Book Review: Defending Jacob by William Landay

Title: Defending Jacob       
Series: Standalone
Author: William Landay      
Rating: 4 of 5 stars
Published: 01/31/2012
Publisher: Delacorte Press
Genre(s): Contemporary Mystery, Legal Thriller, Crime Fiction


Andy Barber has been an assistant district attorney in his suburban Massachusetts county for more than twenty years. He is respected in his community, tenacious in the courtroom, and happy at home with his wife, Laurie, and son, Jacob. But when a shocking crime shatters their New England town, Andy is blindsided by what happens next: His fourteen-year-old son is charged with the murder of a fellow student.

Every parental instinct Andy has rallies to protect his boy. Jacob insists that he is innocent, and Andy believes him. Andy must. He’s his father.
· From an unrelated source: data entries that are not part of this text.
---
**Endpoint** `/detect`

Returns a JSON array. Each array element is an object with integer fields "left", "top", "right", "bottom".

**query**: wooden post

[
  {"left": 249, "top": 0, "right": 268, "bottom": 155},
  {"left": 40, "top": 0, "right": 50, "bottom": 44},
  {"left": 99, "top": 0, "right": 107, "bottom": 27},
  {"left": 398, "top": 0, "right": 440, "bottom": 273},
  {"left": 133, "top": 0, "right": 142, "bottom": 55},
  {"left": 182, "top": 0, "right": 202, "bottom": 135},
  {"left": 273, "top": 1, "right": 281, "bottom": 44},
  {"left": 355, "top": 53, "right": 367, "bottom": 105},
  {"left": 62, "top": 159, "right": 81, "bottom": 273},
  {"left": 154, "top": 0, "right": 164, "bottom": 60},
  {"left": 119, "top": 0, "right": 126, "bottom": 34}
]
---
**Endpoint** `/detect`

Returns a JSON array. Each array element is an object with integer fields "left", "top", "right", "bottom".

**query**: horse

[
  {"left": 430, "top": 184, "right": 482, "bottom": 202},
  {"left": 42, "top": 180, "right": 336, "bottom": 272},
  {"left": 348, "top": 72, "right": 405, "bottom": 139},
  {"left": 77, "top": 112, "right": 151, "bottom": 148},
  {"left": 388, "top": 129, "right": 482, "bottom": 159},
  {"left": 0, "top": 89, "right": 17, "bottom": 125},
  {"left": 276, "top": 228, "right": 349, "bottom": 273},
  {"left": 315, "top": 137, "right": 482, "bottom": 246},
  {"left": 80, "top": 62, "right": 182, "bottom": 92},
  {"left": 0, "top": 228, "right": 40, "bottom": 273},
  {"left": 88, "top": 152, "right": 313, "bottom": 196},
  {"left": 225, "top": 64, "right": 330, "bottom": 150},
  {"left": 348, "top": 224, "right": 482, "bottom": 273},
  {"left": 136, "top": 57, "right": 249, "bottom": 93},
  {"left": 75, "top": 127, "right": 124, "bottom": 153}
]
But as damning facts and shocking revelations surface, as a marriage threatens to crumble and the trial intensifies, as the crisis reveals how little a father knows about his son, Andy will face a trial of his own—between loyalty and justice, between truth and allegation, between a past he’s tried to bury and a future he cannot conceive.

Award-winning author William Landay has written the consummate novel of an embattled family in crisis—a suspenseful, character-driven mystery that is also a spellbinding tale of guilt, betrayal, and the terrifying speed at which our lives can spin out of control.

MY THOUGHTS (Short and Sweet)

Defending Jacob is a well-written, compelling, and unpredictable thriller with a highly distressing conclusion. Pretty tough to take for a reader who lives for happily-ever-after endings, but I have no regrets. This book was bloody brilliant! 

A small thing, but greatly appreciated, was the name pronunciation help the author provided. I certainly wish more writers thought to aid their readers this way.


“You're staring.'
'You're my wife. I'm allowed to stare.'
'Is that the rule?'
'Yes. Stare, leer, ogle, anything I want. Trust me. I'm a lawyer.” 
― William Landay, Defending Jacob


“Every father knows the disconcerting when you see your child as a weird, distorted double of yourself. It is as if for a moment your identities overlap. You see an idea, a conception of your boyish inner self...made real and flesh. He is you restarted, rewound; at the same time he is as foreign and unknowable as any other person.” 
― William Landay, Defending Jacob


“The rest-the vast majority, tens of thousands of days-are unremarkable, repetitive, even monotonous. We glide through them then instantly forget them. We tend not to think about this arithmetic when we look back on our lives. We remember the handful of Big Days and throw away the rest. We organize our long, shapeless lives into tidy little stories...But our lives are mostly made up of junk, of ordinary, forgettable days, and 'The End' is never the end.”